Vendredi 29 Décembre 2017


Une page se tourne pour le Parti socialiste français (PS). Son prestigieux siège du 10, rue de Solférino, en plein cœur de Paris, est racheté par le groupe Apsys pour 45,5 millions d'euros. Après la déroute électorale de 2017, le PS, dont les finances sont en berne, devra quitter l’hôtel particulier avant fin septembre. « Solfé » a été le symbole des années Mitterrand avant d'incarner, à tort ou à raison, un PS coupé des réalités.

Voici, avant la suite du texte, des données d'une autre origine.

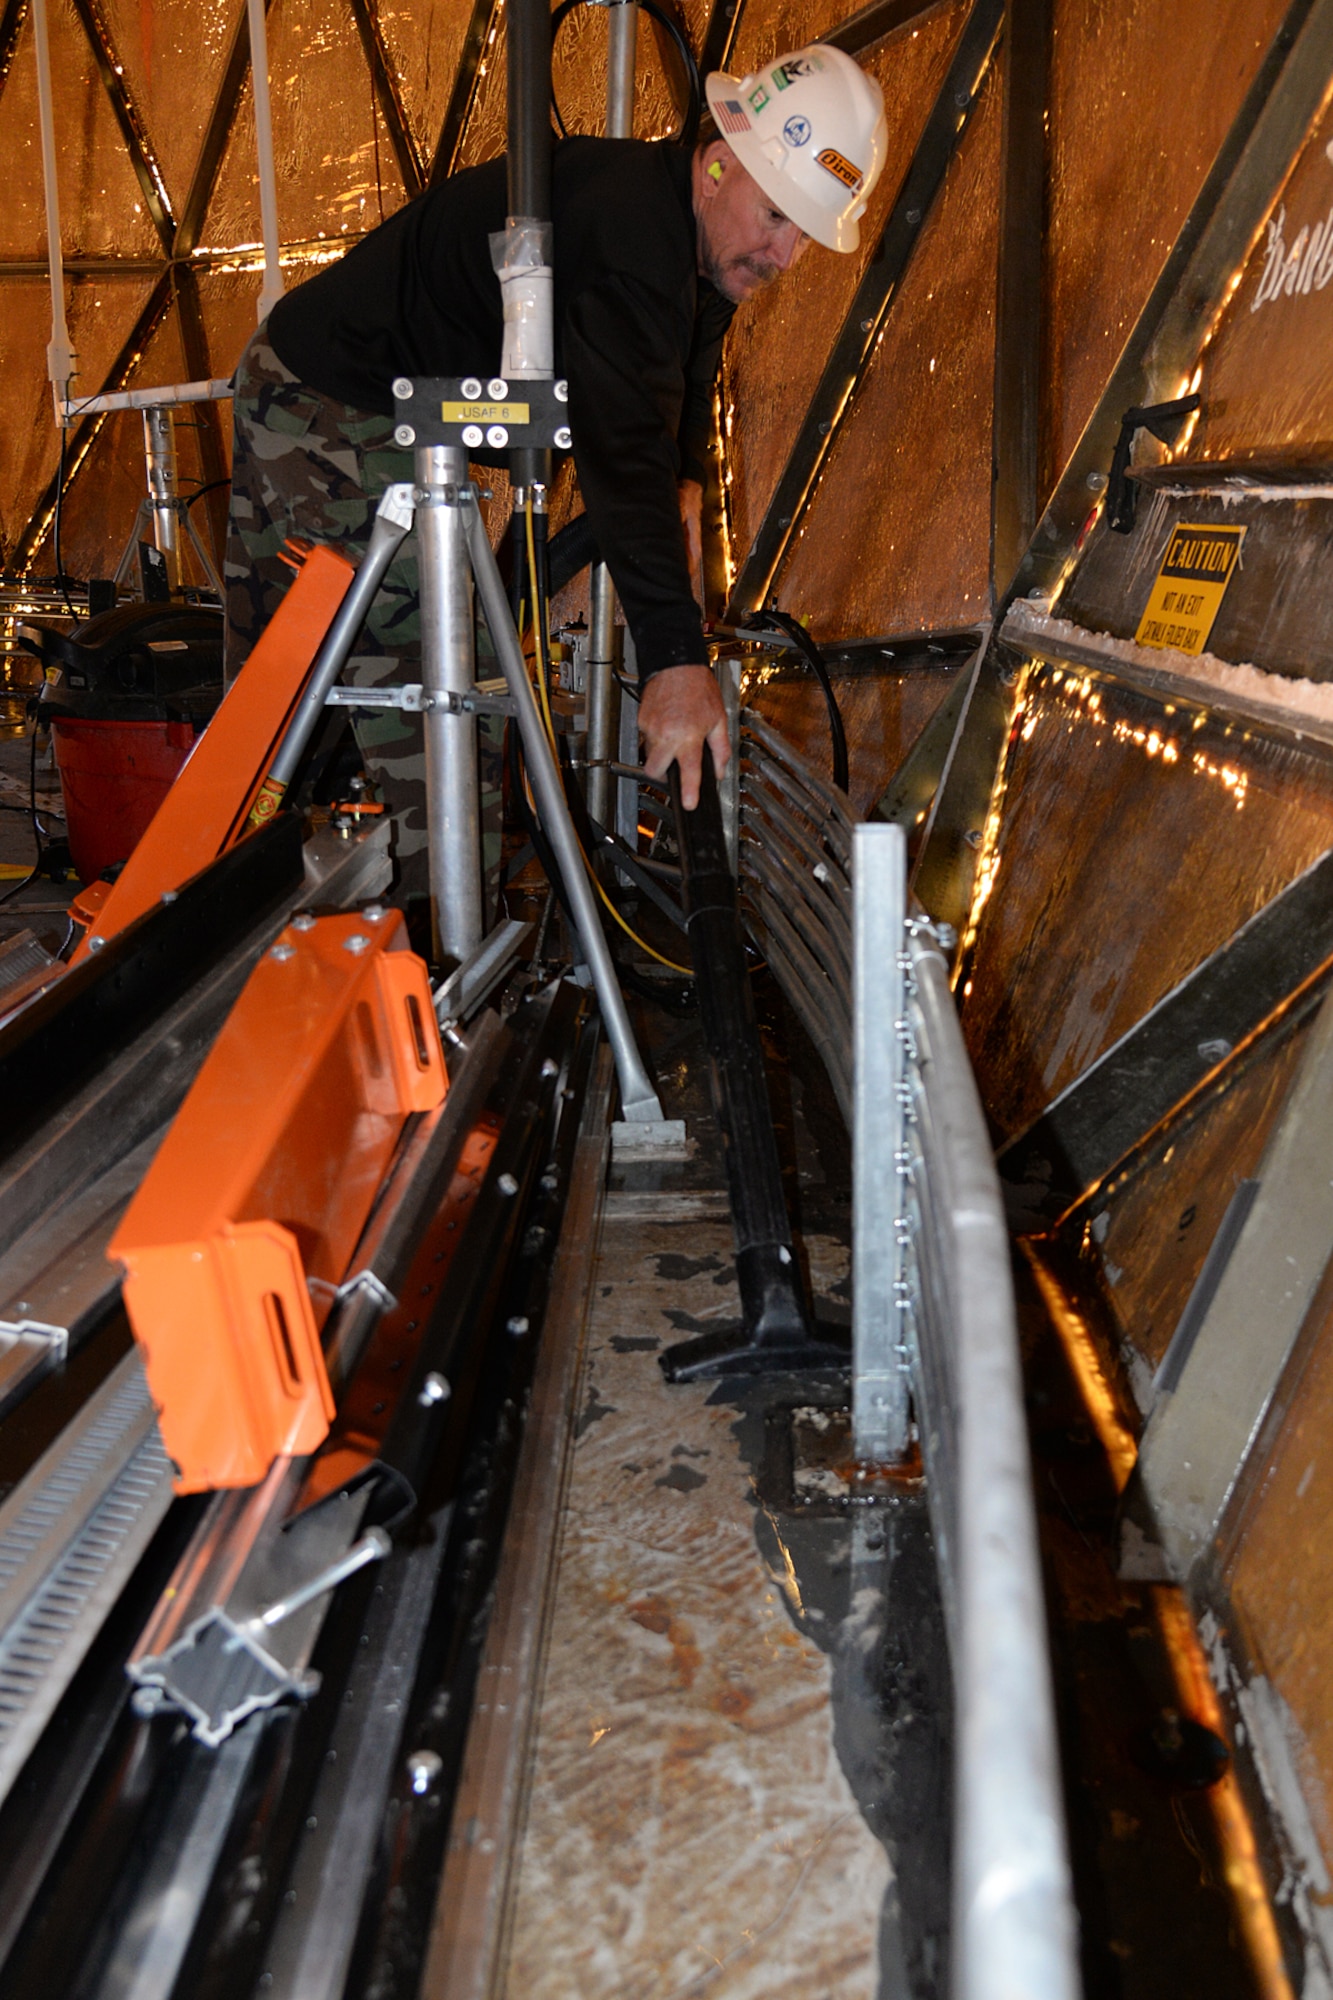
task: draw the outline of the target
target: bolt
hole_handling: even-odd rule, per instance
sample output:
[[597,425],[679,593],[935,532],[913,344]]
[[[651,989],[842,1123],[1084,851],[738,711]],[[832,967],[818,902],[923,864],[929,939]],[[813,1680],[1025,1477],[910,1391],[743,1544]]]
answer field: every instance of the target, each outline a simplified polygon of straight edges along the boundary
[[292,929],[294,931],[312,931],[314,928],[315,914],[313,910],[298,910],[292,918]]
[[349,938],[343,939],[343,950],[351,952],[369,951],[370,939],[362,931],[353,931]]
[[1089,493],[1100,493],[1105,485],[1106,474],[1104,472],[1090,472],[1088,474]]
[[106,939],[103,937],[90,937],[88,940],[88,949],[89,951],[100,951],[105,943]]
[[523,1318],[521,1313],[516,1313],[513,1319],[505,1322],[506,1333],[512,1333],[515,1340],[521,1340],[527,1330],[528,1322]]
[[414,1750],[407,1760],[407,1775],[417,1797],[424,1798],[444,1769],[444,1759],[436,1750]]
[[861,331],[862,331],[862,333],[869,333],[869,331],[870,331],[871,327],[872,327],[872,326],[873,326],[874,324],[875,324],[875,322],[874,322],[874,320],[873,320],[873,319],[863,319],[863,320],[861,321]]
[[397,375],[394,377],[393,399],[396,403],[411,402],[412,384],[408,381],[406,375]]
[[514,1176],[512,1174],[501,1174],[499,1180],[495,1183],[495,1185],[499,1188],[501,1194],[518,1193],[518,1182],[514,1179]]
[[919,208],[909,208],[907,211],[907,220],[913,225],[920,222],[921,210]]
[[417,434],[413,430],[411,424],[398,424],[394,429],[393,441],[395,444],[400,444],[403,446],[407,446],[409,444],[415,444],[417,441]]
[[365,909],[361,912],[361,916],[365,923],[379,923],[384,916],[383,903],[367,903]]
[[284,965],[289,958],[296,957],[296,946],[294,944],[275,944],[269,953],[269,957],[276,958],[279,965]]
[[453,1390],[449,1387],[443,1375],[437,1375],[432,1368],[430,1374],[421,1385],[421,1392],[417,1397],[417,1401],[423,1410],[429,1410],[436,1403],[447,1403],[452,1394]]
[[559,1074],[560,1074],[559,1063],[555,1061],[554,1057],[547,1056],[546,1061],[542,1064],[542,1075],[559,1076]]
[[164,889],[162,891],[162,901],[164,903],[174,903],[179,893],[178,889]]

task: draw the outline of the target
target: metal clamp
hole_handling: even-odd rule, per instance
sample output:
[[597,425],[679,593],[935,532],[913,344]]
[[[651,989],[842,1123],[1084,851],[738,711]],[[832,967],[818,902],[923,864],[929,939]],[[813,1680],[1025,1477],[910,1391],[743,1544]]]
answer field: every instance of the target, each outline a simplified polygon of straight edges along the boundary
[[405,450],[416,445],[453,445],[465,451],[511,451],[515,446],[568,451],[569,384],[530,378],[507,382],[500,376],[428,376],[393,385],[393,441]]
[[420,681],[392,687],[332,687],[324,697],[326,708],[401,709],[409,715],[428,715],[432,710],[445,715],[513,715],[512,695],[491,694],[478,688],[475,693],[454,694],[444,689],[428,694]]

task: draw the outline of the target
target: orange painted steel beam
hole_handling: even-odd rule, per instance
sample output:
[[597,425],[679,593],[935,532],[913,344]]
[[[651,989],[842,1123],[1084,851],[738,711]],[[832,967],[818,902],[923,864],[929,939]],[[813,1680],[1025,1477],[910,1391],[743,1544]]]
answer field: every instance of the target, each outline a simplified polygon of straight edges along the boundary
[[217,714],[94,913],[71,965],[88,956],[94,938],[105,943],[123,931],[240,839],[355,573],[345,556],[322,544],[304,556]]
[[260,960],[108,1247],[176,1487],[313,1451],[320,1328],[403,1121],[448,1079],[397,910],[298,917]]

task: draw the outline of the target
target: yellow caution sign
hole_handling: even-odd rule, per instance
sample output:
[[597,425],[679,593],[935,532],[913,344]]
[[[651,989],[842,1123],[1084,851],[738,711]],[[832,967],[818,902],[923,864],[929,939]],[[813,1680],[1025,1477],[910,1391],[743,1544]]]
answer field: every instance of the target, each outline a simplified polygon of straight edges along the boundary
[[1134,634],[1140,646],[1201,653],[1240,561],[1244,528],[1181,521],[1171,530],[1162,567]]

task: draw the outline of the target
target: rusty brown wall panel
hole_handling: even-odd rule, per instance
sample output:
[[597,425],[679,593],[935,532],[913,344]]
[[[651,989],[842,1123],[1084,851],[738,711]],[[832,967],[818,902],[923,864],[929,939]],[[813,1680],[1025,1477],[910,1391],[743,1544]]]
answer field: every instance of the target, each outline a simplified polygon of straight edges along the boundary
[[817,635],[987,615],[1001,70],[991,65],[779,574],[780,602]]
[[101,0],[102,13],[179,221],[239,0]]
[[[273,153],[282,241],[356,238],[406,200],[344,0],[273,0],[268,17]],[[260,238],[254,100],[247,82],[204,219],[201,247]],[[299,281],[299,271],[287,274]]]
[[1285,11],[1286,0],[1054,0],[1047,492]]
[[1326,762],[1195,719],[1058,668],[1026,682],[962,994],[1006,1137],[1333,844]]
[[[1333,1856],[1333,1309],[1327,1280],[1279,1390],[1225,1581],[1249,1666],[1286,1703],[1303,1744],[1292,1762],[1316,1836]],[[1293,1379],[1293,1377],[1295,1379]],[[1233,1531],[1234,1532],[1234,1531]]]
[[[828,12],[827,6],[807,8],[806,20],[796,18],[797,9],[787,8],[779,15],[779,32],[771,25],[770,10],[747,9],[738,67],[748,74],[768,57],[810,38],[827,25]],[[884,174],[861,224],[860,254],[839,257],[812,245],[795,271],[742,307],[733,322],[726,349],[726,476],[738,564],[786,464],[804,415],[805,394],[819,379],[911,163],[966,13],[963,4],[939,7],[861,58],[884,90],[889,147]]]
[[375,11],[397,69],[412,136],[429,163],[449,106],[472,0],[379,0]]
[[[148,302],[148,277],[81,278],[66,287],[76,386],[95,394]],[[0,280],[0,550],[8,553],[56,469],[59,435],[46,387],[51,294],[45,278]],[[122,536],[128,531],[125,523]],[[68,557],[66,557],[68,560]]]
[[1316,121],[1204,352],[1177,456],[1333,463],[1333,105]]
[[[155,256],[161,250],[157,233],[144,212],[110,99],[69,0],[55,0],[50,9],[50,40],[65,255]],[[0,203],[0,258],[44,258],[46,219],[31,14],[0,92],[0,185],[5,190]]]
[[[847,732],[852,808],[864,819],[953,686],[950,673],[865,674],[834,678],[833,692]],[[784,676],[748,691],[745,699],[816,770],[832,776],[828,710],[813,679]]]
[[1062,1227],[1105,1299],[1141,1409],[1227,1204],[1263,1157],[1312,1018],[1238,1057]]

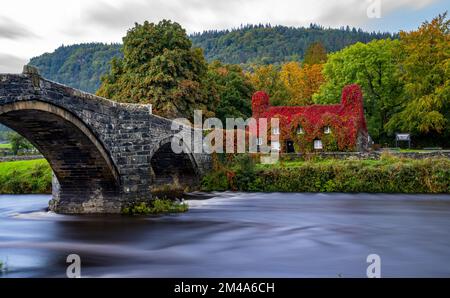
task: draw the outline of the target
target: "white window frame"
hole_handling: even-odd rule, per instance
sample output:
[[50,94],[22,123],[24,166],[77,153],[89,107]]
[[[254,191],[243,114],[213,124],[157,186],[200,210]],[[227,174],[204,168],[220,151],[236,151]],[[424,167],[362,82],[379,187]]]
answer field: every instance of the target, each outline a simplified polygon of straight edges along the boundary
[[272,150],[275,150],[275,151],[281,150],[281,145],[280,145],[280,142],[278,142],[278,141],[271,142],[270,146],[272,147]]
[[331,127],[325,126],[323,128],[323,133],[326,134],[326,135],[329,135],[331,133]]
[[279,127],[272,128],[272,134],[274,136],[279,135],[280,134],[280,128]]
[[263,138],[261,138],[261,137],[258,138],[258,142],[257,143],[258,143],[258,146],[261,146],[263,144]]
[[303,130],[303,127],[301,127],[301,126],[297,127],[297,134],[298,134],[298,135],[303,135],[303,134],[305,134],[305,131]]
[[323,144],[322,140],[314,140],[314,150],[322,150]]

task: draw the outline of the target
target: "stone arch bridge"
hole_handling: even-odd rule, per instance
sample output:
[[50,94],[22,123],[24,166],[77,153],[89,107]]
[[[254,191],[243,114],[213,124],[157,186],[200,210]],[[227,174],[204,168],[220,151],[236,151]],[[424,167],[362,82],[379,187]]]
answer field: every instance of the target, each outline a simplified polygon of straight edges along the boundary
[[171,150],[177,131],[150,105],[84,93],[29,66],[0,74],[0,123],[47,159],[54,173],[49,205],[60,213],[118,213],[151,199],[154,185],[197,183],[210,166],[206,154]]

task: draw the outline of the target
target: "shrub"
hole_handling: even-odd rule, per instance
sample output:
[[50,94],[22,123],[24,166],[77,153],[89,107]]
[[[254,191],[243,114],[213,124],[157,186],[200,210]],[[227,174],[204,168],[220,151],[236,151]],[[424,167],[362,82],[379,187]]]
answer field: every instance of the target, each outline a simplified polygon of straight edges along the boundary
[[186,203],[169,200],[154,199],[150,203],[140,202],[122,209],[124,215],[149,215],[149,214],[169,214],[182,213],[188,211]]
[[[263,192],[369,192],[369,193],[449,193],[450,160],[411,160],[384,156],[378,161],[318,160],[285,161],[277,165],[243,170],[233,180],[219,172],[204,178],[205,190]],[[207,183],[205,183],[207,182]],[[227,183],[228,182],[228,183]]]

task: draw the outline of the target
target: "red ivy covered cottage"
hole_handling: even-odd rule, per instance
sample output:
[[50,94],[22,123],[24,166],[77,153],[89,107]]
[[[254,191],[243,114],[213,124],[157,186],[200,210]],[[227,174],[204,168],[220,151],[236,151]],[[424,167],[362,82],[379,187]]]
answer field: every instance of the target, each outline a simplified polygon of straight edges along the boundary
[[262,91],[252,97],[253,118],[279,118],[280,127],[268,128],[268,135],[278,135],[271,142],[282,152],[365,151],[368,144],[363,97],[358,85],[342,90],[340,104],[310,106],[270,106]]

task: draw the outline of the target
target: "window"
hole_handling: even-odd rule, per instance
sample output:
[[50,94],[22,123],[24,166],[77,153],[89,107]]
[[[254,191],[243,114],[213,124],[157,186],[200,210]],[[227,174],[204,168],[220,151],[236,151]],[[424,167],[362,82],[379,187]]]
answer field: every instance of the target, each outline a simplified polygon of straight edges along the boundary
[[297,134],[298,135],[302,135],[302,134],[304,134],[305,133],[305,131],[303,130],[303,128],[301,127],[301,126],[299,126],[298,128],[297,128]]
[[280,151],[280,142],[272,142],[272,150]]
[[273,135],[279,135],[280,134],[280,128],[279,127],[272,128],[272,134]]
[[263,144],[263,138],[258,138],[258,146],[261,146]]
[[331,133],[331,127],[329,126],[325,126],[325,128],[323,129],[323,132],[327,135],[329,135]]
[[321,140],[314,140],[314,149],[321,150],[323,148]]

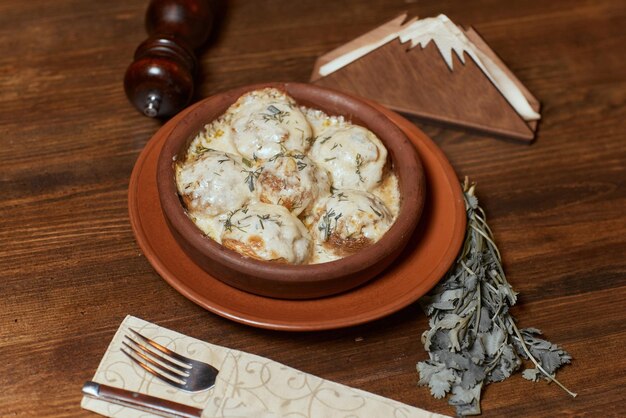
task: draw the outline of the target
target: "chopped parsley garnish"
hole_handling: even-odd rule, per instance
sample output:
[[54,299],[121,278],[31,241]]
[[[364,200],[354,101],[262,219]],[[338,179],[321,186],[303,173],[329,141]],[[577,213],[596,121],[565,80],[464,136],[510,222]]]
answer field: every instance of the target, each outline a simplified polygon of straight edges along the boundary
[[196,146],[196,154],[198,154],[198,155],[202,155],[202,154],[204,154],[205,152],[208,152],[208,151],[215,151],[215,150],[213,148],[207,148],[204,145]]
[[298,166],[298,171],[302,171],[306,168],[306,166],[308,165],[307,163],[303,163],[302,161],[298,161],[296,162],[296,165]]
[[233,223],[233,221],[232,221],[233,215],[236,214],[237,212],[247,213],[248,212],[248,208],[247,207],[243,207],[241,209],[237,209],[235,211],[228,212],[228,214],[226,215],[226,219],[224,220],[224,230],[225,231],[233,232],[233,228],[235,228],[235,229],[240,230],[241,232],[246,232],[246,230],[244,228],[246,228],[249,225],[241,225],[240,221],[237,221],[236,223]]
[[246,157],[242,157],[241,161],[246,165],[246,167],[252,167],[252,161],[250,161]]
[[256,217],[259,219],[259,225],[261,225],[261,229],[265,229],[263,221],[274,222],[277,226],[283,226],[283,223],[279,220],[280,215],[271,216],[269,213],[266,213],[265,215],[257,215]]
[[302,161],[304,157],[306,157],[304,154],[290,154],[286,150],[283,150],[279,152],[278,154],[273,155],[272,157],[270,157],[268,161],[274,162],[277,159],[284,158],[284,157],[291,157],[294,160],[296,160],[296,166],[298,167],[298,171],[304,170],[308,165],[307,163]]
[[372,205],[370,205],[370,209],[372,210],[372,212],[374,212],[376,215],[378,215],[379,218],[384,218],[385,217],[385,215],[383,215],[382,212],[379,212],[376,209],[374,209],[374,207]]
[[225,163],[226,161],[232,161],[233,164],[236,164],[235,160],[230,158],[230,156],[228,154],[226,154],[226,153],[224,153],[224,157],[221,160],[217,160],[217,162],[220,163],[220,164]]
[[242,173],[248,173],[244,182],[248,184],[248,189],[250,189],[251,192],[254,191],[254,181],[259,178],[262,171],[263,167],[257,168],[256,170],[241,170]]
[[346,196],[344,192],[337,193],[334,196],[337,197],[337,200],[340,202],[347,202],[349,200],[348,196]]
[[273,121],[276,123],[283,123],[285,118],[289,116],[289,112],[280,110],[274,105],[269,105],[267,107],[267,112],[268,113],[261,113],[261,116],[263,116],[263,120],[265,122]]
[[337,221],[341,218],[341,216],[342,214],[337,214],[335,209],[331,208],[326,210],[319,225],[317,226],[317,229],[322,231],[322,234],[324,235],[324,241],[327,241],[328,238],[330,238],[330,235],[335,231],[335,229],[337,229]]
[[361,156],[361,154],[357,154],[356,155],[356,174],[359,176],[359,181],[361,183],[363,183],[365,180],[363,180],[363,176],[361,175],[361,167],[363,166],[363,157]]
[[282,158],[282,157],[284,157],[284,156],[285,156],[285,153],[281,151],[281,152],[279,152],[278,154],[274,154],[274,155],[272,155],[272,156],[270,157],[270,159],[269,159],[269,160],[267,160],[267,161],[274,162],[274,161],[276,161],[277,159]]

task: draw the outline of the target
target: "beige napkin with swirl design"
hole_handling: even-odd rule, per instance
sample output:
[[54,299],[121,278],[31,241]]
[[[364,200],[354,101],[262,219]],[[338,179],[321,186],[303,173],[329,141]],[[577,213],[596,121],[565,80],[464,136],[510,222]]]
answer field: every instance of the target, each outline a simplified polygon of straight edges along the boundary
[[[217,367],[220,373],[215,386],[205,392],[185,393],[146,373],[120,350],[129,328],[180,354]],[[187,337],[133,316],[127,316],[120,325],[92,380],[201,408],[202,418],[443,417],[263,357]],[[83,398],[81,406],[108,417],[153,416],[88,397]]]

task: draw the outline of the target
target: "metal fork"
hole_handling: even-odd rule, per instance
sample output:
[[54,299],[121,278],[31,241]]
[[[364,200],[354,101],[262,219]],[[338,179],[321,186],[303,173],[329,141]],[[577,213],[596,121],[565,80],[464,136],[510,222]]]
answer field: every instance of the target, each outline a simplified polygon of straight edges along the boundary
[[218,370],[210,364],[182,356],[130,329],[121,351],[148,373],[178,389],[201,392],[215,385]]

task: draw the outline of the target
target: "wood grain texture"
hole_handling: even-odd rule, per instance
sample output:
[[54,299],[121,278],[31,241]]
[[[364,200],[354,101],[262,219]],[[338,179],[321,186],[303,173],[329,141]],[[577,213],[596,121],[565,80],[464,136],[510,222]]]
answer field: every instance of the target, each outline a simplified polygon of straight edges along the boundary
[[426,122],[531,142],[534,131],[474,60],[452,54],[450,71],[437,46],[393,40],[315,84],[375,100]]
[[[140,254],[127,215],[157,130],[122,77],[146,1],[0,2],[0,416],[89,417],[80,388],[126,314],[433,411],[417,387],[417,305],[332,332],[254,329],[189,302]],[[513,314],[574,357],[560,380],[490,385],[485,416],[619,416],[626,398],[626,7],[623,2],[229,2],[198,96],[306,81],[317,56],[397,16],[474,26],[543,103],[531,146],[422,128],[479,198],[521,292]]]
[[[417,20],[402,14],[336,48],[315,61],[310,81],[357,96],[367,97],[397,112],[428,123],[471,132],[532,142],[538,121],[525,121],[489,76],[467,52],[450,52],[450,64],[435,41],[412,46],[397,38]],[[472,27],[459,27],[484,56],[506,74],[511,83],[539,113],[539,101],[507,68]],[[396,38],[390,42],[381,40]],[[363,53],[362,51],[369,52]],[[354,51],[359,58],[333,70],[331,62]],[[483,59],[483,58],[481,58]],[[481,64],[482,65],[482,64]],[[328,71],[332,71],[328,74]],[[323,74],[323,75],[322,75]]]

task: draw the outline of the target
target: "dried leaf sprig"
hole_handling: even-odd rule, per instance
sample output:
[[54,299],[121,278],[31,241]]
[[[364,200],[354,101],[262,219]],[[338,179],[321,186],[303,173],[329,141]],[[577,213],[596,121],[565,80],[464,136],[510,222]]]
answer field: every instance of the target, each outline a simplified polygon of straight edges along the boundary
[[463,248],[452,269],[421,300],[430,317],[430,329],[422,335],[430,359],[417,363],[419,384],[428,385],[435,398],[451,394],[448,402],[458,415],[478,415],[483,386],[506,379],[526,359],[535,368],[524,370],[524,378],[544,378],[576,396],[554,378],[570,355],[537,337],[538,329],[517,328],[509,313],[517,293],[506,280],[475,185],[467,178],[463,192],[468,222]]

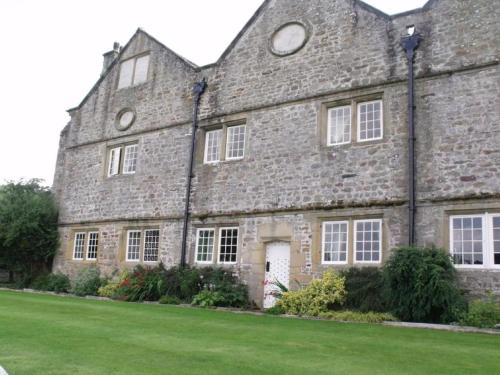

Le 10 mai 1981, un hôtel particulier du cossu VIIe arrondissement de Paris résonne de cris de victoire. François Mitterrand vient d’être élu président de la République . Depuis la fin d’après-midi, les sympathisants se massent devant le 10, rue de Solférino, là où le PS s’est installé 9 mois auparavant. L’attente est longue et ce n’est que dans la nuit que François Mitterrand, rentré de son fief de Château-Chinon, pénètre dans l’une des cours du bâtiment. « Une image m’a marqué : les gens se poussaient, non pas pour le toucher, mais pour le laisser passer. Il n’avait besoin de rien faire pour fendre la foule », se souvient Jean-Christophe Cambadélis, premier secrétaire du Parti socialiste jusqu'en septembre dernier.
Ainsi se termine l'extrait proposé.